Goodyear, whose primary area of scholarship has been counselor training and supervision, was “surprised and delighted” by the news. “This award is a recognition for my contributions to psychology training through both my scholarship and my involvement in various professional roles,” he said. “I suppose it could be characterized as an ‘old guy/gal’ award in that it recognizes career-long contributions and so is not something I would have gotten earlier in my career. It does feel good to know that this work has been noticed.”

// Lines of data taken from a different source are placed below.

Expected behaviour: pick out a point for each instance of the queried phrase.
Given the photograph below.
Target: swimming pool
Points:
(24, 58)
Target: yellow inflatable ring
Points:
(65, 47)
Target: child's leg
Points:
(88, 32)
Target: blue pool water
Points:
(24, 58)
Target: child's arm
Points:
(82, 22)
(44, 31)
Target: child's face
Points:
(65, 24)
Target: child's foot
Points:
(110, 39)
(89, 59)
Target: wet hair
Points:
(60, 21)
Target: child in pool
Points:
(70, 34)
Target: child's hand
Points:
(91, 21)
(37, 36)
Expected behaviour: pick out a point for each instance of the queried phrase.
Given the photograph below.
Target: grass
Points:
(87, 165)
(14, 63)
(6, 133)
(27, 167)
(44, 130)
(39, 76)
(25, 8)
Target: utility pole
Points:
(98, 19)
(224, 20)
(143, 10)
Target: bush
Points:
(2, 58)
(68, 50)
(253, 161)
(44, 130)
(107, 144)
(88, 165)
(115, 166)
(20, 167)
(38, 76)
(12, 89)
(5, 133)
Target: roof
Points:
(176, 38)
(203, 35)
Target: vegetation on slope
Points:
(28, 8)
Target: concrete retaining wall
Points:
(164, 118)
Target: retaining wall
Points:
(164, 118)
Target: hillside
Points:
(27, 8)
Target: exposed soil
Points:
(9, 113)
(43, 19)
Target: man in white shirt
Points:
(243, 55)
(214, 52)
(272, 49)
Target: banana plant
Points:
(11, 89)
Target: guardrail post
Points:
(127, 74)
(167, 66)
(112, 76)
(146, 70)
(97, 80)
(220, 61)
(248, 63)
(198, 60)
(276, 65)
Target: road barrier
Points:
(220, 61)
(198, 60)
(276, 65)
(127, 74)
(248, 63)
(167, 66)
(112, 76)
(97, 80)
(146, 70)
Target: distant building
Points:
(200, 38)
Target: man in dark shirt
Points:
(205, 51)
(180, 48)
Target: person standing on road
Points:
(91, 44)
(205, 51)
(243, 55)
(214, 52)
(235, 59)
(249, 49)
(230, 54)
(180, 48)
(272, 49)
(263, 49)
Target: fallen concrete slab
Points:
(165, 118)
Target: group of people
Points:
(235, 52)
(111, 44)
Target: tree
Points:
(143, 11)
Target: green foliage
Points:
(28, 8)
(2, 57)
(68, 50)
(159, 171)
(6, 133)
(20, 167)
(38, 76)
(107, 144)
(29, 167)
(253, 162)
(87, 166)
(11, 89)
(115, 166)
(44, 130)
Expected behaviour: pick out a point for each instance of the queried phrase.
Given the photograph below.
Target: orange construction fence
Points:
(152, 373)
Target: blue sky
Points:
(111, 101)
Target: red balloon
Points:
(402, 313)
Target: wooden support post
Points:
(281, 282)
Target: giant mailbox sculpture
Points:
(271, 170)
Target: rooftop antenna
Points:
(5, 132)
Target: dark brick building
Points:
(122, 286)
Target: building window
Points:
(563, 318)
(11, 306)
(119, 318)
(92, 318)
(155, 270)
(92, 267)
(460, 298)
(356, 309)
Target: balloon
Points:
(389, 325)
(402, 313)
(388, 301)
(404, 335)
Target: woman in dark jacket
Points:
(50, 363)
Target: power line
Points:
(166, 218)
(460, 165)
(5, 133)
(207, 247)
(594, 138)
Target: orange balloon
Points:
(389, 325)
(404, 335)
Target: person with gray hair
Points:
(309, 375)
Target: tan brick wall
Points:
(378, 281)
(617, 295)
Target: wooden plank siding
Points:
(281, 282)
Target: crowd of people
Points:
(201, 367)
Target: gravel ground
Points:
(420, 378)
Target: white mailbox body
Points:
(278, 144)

Goodyear said that his career can be credited to what Stanford’s John Krumboltz calls “planned happenstance.” “That is, opportunities I had that I had not planned for, but which seemed at the time to fit where I wanted to be going, have all had a cumulative effect in shaping what has become my career,” he said. “I was fortunate, for example, that in my graduate program, two of my professors were independently writing about counselor supervision, which still was a fairly new topic, and that was the initial spark for what has been a career-long interest in counseling/psychology supervision and training.” He was later able to put together a video series that led to Janine Bernard asking him to join her in writing a book, “Fundamentals of Clinical Supervision,” now in its fifth edition and likely the most-used book of its kind internationally, and to collaborate with Korean scholars that he connected with during his time as a Fulbright Distinguished Lecturer at Yonsei University in the spring of 2012. “It is to some extent about serendipity but also about being prepared to act on those fortuitous moments when they occur,” Goodyear said. “I have been quite fortunate.”